Il prossimo primo settembre inizierà l’autunno meteorologico, e finalmente avrà termine un’estate terribile per i nostri ghiacciai, come forse solo il 2003 lo è stata. Complice un micidiale mix di scarsissime precipitazioni nevose invernali e primaverili, e di temperature estive elevate e persistenti, tutti gli apparati glaciali alpini sono stati sottoposti a una prova durissima, per non dire brutale.

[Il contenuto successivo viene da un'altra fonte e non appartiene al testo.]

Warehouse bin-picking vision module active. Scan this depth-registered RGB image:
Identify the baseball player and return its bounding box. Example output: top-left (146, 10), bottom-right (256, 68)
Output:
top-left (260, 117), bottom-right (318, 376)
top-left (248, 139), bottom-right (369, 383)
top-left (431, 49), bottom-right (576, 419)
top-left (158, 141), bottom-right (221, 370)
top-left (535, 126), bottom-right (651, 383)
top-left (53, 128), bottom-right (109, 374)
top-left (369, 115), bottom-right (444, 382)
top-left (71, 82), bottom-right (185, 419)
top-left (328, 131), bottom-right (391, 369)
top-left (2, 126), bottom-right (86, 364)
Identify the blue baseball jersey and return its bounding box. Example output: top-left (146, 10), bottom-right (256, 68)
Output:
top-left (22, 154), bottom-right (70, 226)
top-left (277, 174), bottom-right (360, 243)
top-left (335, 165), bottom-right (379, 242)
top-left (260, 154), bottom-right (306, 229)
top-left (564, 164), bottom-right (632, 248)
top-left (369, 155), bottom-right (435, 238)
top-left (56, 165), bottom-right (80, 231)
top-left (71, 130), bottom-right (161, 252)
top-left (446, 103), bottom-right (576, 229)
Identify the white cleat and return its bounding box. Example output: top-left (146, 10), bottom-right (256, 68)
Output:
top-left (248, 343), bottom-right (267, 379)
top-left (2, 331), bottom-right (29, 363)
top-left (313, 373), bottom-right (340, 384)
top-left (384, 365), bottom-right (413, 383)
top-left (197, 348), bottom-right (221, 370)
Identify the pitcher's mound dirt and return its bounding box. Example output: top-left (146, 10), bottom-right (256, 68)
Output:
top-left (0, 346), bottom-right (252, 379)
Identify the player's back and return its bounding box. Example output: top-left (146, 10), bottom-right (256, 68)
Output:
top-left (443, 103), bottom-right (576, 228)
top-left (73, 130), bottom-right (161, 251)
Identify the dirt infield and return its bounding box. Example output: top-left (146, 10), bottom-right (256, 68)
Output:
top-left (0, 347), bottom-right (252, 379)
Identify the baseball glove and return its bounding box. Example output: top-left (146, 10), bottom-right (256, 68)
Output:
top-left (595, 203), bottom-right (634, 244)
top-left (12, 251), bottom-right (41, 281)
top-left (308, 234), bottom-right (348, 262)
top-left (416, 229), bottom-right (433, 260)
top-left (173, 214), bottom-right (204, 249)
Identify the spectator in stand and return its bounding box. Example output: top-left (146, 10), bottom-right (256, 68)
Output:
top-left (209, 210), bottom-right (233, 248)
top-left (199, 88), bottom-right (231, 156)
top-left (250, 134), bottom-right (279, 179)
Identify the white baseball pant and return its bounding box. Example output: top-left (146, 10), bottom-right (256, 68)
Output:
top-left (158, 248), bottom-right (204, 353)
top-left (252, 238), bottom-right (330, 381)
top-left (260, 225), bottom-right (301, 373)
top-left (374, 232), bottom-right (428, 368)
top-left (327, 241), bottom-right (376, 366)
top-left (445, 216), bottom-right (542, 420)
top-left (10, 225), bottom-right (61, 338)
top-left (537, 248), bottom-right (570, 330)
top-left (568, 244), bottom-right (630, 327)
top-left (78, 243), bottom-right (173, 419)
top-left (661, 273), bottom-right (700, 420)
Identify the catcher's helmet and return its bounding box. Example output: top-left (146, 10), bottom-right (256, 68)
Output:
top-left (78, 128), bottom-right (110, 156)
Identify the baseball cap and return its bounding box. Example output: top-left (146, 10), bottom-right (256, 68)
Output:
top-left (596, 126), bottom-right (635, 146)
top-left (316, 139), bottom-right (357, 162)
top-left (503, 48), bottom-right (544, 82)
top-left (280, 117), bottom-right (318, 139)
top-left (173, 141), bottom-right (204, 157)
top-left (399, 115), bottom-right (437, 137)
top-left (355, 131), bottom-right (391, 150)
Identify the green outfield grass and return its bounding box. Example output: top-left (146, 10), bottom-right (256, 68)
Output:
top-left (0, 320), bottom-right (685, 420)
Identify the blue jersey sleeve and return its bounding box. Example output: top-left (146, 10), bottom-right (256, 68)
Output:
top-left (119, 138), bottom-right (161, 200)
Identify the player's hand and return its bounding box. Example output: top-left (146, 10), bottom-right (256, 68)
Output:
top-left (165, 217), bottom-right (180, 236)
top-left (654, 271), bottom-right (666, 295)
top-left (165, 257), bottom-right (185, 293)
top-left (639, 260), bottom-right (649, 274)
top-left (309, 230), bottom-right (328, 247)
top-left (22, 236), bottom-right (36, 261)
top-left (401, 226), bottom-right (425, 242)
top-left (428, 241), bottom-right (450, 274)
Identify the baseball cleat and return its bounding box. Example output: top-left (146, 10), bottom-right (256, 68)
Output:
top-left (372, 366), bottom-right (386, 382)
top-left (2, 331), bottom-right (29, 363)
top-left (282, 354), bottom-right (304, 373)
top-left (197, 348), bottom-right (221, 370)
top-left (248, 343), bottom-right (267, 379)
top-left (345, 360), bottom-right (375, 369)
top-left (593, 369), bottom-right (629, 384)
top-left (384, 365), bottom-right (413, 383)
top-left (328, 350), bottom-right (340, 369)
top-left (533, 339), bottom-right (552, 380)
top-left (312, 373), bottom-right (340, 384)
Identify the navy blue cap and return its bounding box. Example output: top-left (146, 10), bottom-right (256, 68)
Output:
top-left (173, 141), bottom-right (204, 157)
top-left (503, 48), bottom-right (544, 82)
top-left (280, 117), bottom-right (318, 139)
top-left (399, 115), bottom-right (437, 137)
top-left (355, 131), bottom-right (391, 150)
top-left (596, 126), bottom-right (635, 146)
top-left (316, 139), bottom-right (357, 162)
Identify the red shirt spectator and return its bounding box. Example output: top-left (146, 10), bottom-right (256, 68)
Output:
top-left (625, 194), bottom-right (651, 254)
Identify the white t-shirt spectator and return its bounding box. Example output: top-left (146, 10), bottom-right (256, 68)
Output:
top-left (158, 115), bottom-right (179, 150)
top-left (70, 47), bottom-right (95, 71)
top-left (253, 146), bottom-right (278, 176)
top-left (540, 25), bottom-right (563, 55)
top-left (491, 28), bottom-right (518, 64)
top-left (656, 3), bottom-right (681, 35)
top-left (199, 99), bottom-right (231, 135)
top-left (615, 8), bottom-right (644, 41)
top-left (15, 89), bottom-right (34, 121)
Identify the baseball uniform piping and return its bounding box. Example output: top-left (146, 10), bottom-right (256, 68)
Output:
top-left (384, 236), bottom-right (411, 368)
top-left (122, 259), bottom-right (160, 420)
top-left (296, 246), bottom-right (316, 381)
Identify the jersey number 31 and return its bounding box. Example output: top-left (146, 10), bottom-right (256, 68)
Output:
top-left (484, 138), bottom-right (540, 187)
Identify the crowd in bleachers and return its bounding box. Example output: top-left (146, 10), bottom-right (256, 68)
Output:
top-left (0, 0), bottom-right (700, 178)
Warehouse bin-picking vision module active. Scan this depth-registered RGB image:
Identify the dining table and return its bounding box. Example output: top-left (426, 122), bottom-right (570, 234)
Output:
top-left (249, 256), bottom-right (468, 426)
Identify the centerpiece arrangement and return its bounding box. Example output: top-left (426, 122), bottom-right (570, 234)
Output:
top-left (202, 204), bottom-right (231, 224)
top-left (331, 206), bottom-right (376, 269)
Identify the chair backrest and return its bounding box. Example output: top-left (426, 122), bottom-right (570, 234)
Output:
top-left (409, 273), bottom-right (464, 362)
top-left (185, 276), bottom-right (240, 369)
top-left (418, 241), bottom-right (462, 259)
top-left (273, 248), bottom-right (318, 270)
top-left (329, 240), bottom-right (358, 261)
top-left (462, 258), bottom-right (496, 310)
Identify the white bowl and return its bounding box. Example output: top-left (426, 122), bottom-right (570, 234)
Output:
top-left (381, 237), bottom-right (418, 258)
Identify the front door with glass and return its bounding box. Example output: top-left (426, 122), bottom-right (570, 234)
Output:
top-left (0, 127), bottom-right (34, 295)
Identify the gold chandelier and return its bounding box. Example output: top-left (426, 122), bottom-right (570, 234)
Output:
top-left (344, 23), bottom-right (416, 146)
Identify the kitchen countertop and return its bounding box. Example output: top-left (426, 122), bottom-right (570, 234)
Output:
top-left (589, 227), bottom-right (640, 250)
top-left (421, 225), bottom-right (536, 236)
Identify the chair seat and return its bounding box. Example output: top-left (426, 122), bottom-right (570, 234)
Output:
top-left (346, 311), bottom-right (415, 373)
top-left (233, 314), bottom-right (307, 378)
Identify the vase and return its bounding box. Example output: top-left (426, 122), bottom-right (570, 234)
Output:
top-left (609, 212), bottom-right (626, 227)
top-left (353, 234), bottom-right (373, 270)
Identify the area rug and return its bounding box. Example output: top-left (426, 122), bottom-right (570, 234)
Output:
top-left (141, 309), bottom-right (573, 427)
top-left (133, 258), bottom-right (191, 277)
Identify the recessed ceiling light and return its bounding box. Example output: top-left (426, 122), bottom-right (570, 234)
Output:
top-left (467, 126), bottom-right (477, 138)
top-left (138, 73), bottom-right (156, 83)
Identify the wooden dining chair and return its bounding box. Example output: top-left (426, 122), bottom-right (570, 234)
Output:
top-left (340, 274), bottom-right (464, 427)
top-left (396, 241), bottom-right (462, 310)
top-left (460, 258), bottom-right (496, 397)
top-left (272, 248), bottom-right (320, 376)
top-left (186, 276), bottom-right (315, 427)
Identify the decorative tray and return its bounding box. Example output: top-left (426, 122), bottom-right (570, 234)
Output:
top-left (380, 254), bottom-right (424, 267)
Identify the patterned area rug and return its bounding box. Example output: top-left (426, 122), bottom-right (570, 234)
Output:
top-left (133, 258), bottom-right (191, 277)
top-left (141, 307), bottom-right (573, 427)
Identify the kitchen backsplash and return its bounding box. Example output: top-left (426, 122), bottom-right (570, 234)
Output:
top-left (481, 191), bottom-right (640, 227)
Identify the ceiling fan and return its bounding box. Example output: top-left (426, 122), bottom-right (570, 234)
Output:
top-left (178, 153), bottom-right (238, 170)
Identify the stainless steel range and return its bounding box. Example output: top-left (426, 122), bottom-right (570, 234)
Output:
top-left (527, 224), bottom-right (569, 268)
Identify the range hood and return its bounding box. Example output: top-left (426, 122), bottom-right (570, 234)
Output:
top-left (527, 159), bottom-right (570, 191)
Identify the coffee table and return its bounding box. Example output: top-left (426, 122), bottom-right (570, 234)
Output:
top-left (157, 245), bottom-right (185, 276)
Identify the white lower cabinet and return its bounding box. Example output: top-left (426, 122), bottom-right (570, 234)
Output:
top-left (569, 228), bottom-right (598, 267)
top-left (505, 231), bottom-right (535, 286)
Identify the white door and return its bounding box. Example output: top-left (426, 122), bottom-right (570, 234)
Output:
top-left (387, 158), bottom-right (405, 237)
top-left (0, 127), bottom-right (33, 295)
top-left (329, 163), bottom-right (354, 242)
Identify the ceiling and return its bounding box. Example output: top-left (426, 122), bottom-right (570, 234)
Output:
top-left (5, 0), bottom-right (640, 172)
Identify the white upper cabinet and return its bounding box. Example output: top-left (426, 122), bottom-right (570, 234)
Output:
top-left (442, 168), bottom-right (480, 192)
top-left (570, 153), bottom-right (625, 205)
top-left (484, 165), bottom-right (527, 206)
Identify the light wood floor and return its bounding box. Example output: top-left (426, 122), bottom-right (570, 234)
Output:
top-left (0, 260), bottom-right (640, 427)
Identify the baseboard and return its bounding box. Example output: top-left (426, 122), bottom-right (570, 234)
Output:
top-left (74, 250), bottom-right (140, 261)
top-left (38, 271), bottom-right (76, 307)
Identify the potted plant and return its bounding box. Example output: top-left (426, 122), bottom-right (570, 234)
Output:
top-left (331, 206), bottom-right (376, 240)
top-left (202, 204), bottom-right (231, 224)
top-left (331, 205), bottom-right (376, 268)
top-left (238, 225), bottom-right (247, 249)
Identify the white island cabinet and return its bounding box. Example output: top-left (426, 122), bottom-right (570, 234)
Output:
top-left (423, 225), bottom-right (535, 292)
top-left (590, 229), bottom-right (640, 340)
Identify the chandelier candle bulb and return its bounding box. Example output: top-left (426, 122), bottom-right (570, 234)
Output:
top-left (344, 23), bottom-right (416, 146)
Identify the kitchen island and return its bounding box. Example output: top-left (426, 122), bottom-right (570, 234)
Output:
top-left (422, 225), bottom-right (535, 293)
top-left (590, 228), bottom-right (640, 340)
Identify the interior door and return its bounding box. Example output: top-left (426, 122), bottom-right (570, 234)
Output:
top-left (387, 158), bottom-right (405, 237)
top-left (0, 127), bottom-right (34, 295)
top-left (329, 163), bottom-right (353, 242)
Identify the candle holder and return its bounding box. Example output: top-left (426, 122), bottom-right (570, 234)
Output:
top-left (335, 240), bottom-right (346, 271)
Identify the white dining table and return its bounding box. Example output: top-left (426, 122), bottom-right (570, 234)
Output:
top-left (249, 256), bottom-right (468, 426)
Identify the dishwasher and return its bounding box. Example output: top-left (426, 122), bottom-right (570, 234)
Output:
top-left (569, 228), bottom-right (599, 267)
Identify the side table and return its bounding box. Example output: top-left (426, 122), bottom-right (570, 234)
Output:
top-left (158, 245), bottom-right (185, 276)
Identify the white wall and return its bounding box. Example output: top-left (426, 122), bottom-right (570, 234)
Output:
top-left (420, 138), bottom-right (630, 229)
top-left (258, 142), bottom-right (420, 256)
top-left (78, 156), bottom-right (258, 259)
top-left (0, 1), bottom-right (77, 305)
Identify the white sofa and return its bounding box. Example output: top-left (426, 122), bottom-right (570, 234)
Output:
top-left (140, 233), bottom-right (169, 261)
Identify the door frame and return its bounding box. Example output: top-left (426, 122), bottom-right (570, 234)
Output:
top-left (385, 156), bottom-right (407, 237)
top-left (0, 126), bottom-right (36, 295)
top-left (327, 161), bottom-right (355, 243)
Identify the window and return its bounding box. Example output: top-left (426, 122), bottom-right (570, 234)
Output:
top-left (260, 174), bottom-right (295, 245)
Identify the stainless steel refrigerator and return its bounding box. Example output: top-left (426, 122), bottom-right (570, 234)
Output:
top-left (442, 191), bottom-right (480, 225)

Tutti sappiamo cosa sono i ghiacciai, tutti li abbiamo visti, ma forse non tutti li hanno percorsi: attraversando un ghiacciaio, specie se di discrete dimensioni e crepacciato, in qualsiasi orario della giornata, anche di notte e con temperature sotto lo zero, si potranno sentire scricchiolii più o meno forti, secchi rumori come di “qualcosa che si rompe”, lo scorrere dell’acqua al suo interno…. In una battuta, ci si rende conto che i ghiacciai non sono statici e immutabili, come parrebbe a prima vista, ma sono “vivi”. Essi si muovono in continuazione, possono avanzare, regredire, creare o chiudere crepacci, provocare frane, scariche di ghiaccio e roccia, crolli di seracchi, come il recente caso eclatante della Marmolada ha drammaticamente dimostrato.
Del resto, tutti gli alpinisti sanno che percorrere un ghiacciaio richiede – anche – un pizzico di fortuna, e talvolta anche un po’ di più. Come ad esempio si può leggere, in modo addirittura inquietante, sulla Guida CAI-TCI del Monte Rosa, relativamente agli itinerari lungo la sua parete est, ove in vari tratti si raccomanda, e si augura “la massima rapidità e una buona dose di fortuna”.
Ricordiamo quindi che percorrere un ghiacciaio, anche quello all’apparenza più facile e semplice, richiede sempre prudenza e un completo equipaggiamento alpinistico. Le sorprese possono essere dietro l’angolo, o meglio, un passo avanti.
Già nello scorso mese di giugno, gli apparati glaciali delle Alpi si presentavano come solitamente apparivano a settembre, al termine dell’estate, se non peggio: praticamente privi di copertura nevosa sulle lingue glaciali, e con uno spessore nevoso, sugli alti bacini di accumulo (o bacini collettori), quasi irrisorio. E anche i piccoli ghiacciai di media quota, ad alimentazione prevalentemente valanghiva, non facevano eccezione.
Le elevate e perduranti temperature estive, con lo zero termico spesso oltre i quattromila metri, hanno così innescato un processo di fusione dei ghiacciai veramente imponente: da alcune fronti glaciali emergevano torrenti e a volte cascate di insolita portata, a testimoniare l’accelerata e abnorme fusione della massa glaciale.
I conti, ovvero le misurazioni degli arretramenti delle fronti dei ghiacciai, saranno eseguite come ogni anno in autunno, ma certo è facile aspettarsi arretramenti eclatanti. Senza contare la riduzione dello spessore glaciale, che potrà portare, laddove saranno eseguiti, a bilanci di massa altrettanto negativi.
Una situazione che ha di fatto azzerato e costretto alla chiusura lo sci estivo sulle Alpi, con il ghiacciaio dello Stelvio, per fare un solo esempio, in condizioni di grande sofferenza anche nella parte sommitale.
Secondo molti addetti ai lavori, un’annata nivometeorologica così negativa, potrà essere compensata e bilanciata solo da un’annata “opposta”: un semestre freddo – da ottobre a marzo – molto nevoso, e il successivo semestre caldo “non troppo caldo”. In modo che i ghiacciai, dopo i pesanti arretramenti di quest’anno, possano se non progredire, almeno stabilizzarsi e recuperare un minimo di massa.
Se anche il prossimo anno dovesse avere le medesime caratteristiche nivologiche e meteorologiche del 2022, per i ghiacciai alpini si innescherebbe, con ogni probabilità, un processo di regressione quanto mai accelerato, con la progressiva scomparsa di molti apparati, anche di discrete dimensioni, in tempi relativamente brevi.